If you ever trained a model, you sometimes can see DataLoader (e.g. I am using pytorch Dataloader) could be the bottleneck because everytime you get an training sample from the dataset, the data transformation will be performed on-the-fly. Here I take the getitem func of DatasetFolder from torchvision.datasets as an example.
path, target = self.samples[index]
sample = self.loader(path)
if self.transform is not None:
sample = self.transform(sample)
if self.target_transform is not None:
target = self.target_transform(target)
return sample, target
I wonder can we pre-processed the images (e.g. ImageNet) in advance to tensors and save to disk. Then we modify the __getitem__ function to get these tensors directly from disk. How efficient is this approach? Anyone has tried this solution before?
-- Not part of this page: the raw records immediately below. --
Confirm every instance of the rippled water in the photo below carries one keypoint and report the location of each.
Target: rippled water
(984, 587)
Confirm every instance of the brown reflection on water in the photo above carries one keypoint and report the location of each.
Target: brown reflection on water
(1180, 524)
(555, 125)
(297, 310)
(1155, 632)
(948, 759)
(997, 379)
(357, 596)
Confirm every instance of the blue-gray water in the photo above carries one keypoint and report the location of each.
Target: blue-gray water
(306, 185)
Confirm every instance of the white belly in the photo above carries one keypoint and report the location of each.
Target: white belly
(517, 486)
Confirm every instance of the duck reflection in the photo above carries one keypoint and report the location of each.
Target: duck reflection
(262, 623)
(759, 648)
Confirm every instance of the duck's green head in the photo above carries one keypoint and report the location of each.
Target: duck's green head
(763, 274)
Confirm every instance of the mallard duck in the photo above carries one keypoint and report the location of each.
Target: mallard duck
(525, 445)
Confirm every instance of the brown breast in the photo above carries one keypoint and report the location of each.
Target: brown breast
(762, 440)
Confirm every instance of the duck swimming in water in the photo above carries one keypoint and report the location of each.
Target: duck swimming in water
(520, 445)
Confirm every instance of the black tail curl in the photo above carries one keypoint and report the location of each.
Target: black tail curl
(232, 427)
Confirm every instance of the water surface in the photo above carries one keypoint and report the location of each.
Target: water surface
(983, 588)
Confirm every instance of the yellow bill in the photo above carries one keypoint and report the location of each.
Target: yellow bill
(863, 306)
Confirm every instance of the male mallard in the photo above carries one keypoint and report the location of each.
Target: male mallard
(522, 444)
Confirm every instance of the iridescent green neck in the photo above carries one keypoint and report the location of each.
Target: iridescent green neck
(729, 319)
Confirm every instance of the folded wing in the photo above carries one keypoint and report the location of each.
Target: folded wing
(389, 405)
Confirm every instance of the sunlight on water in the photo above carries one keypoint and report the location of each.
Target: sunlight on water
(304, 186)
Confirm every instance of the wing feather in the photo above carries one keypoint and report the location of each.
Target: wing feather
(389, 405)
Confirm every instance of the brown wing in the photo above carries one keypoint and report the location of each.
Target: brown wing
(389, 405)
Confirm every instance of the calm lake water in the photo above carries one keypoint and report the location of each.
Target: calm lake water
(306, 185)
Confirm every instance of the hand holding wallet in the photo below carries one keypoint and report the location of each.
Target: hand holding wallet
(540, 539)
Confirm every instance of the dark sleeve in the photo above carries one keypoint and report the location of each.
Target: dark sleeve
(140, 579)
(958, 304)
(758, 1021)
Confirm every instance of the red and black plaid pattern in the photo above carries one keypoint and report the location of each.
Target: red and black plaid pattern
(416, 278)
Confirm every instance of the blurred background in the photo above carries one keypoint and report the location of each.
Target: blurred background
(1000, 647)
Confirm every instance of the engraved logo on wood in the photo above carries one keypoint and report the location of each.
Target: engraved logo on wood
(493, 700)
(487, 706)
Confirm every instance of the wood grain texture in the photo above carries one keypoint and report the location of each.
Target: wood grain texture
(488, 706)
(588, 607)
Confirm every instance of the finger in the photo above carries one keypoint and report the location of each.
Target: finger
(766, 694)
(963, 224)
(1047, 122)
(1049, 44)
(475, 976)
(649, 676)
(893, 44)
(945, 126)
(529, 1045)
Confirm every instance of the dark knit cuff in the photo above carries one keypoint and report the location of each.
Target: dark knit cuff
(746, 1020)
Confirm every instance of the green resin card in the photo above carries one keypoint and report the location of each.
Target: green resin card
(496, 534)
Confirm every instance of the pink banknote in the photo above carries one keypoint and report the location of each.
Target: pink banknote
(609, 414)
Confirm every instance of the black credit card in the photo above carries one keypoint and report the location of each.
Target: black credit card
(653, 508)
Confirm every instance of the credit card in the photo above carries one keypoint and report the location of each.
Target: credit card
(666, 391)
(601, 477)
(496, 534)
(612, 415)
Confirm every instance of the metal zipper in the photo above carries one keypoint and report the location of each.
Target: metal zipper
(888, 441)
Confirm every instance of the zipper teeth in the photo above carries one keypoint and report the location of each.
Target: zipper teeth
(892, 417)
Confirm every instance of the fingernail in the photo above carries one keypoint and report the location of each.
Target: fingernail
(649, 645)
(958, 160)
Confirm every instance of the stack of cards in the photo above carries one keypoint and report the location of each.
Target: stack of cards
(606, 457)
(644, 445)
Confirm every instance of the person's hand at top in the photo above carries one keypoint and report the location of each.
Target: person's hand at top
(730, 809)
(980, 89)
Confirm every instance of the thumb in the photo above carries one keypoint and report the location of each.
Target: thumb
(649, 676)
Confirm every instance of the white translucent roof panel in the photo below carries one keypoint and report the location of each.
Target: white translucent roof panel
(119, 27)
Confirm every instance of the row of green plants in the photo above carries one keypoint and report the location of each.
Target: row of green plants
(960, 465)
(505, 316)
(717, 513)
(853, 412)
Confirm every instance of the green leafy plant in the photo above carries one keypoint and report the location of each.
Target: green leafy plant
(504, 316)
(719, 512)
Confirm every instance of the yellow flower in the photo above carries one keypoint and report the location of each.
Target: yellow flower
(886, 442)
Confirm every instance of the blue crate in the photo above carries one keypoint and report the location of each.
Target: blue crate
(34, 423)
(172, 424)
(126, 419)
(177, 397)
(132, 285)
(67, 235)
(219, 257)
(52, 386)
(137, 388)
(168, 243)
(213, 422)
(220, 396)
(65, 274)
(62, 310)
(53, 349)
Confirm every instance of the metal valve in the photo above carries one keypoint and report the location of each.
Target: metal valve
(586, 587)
I think that maybe the loading from disk will burden and likely become a new bottleneck (instead of data transform we have before). Another thing is the size, for example, one ImageNet image takes 74 MB when being saved as tensors using standard transformation:
I think you are spot-on here. In my experience, decoding image files often is much faster than than the time it takes to load uncompressed images from disk.
That said, you might loom into pre-resizing to a comon (maybe a bit larger than the final) size, save as images, and just do ToTensor in the dataset and anything else on the GPU. That can give great speedups.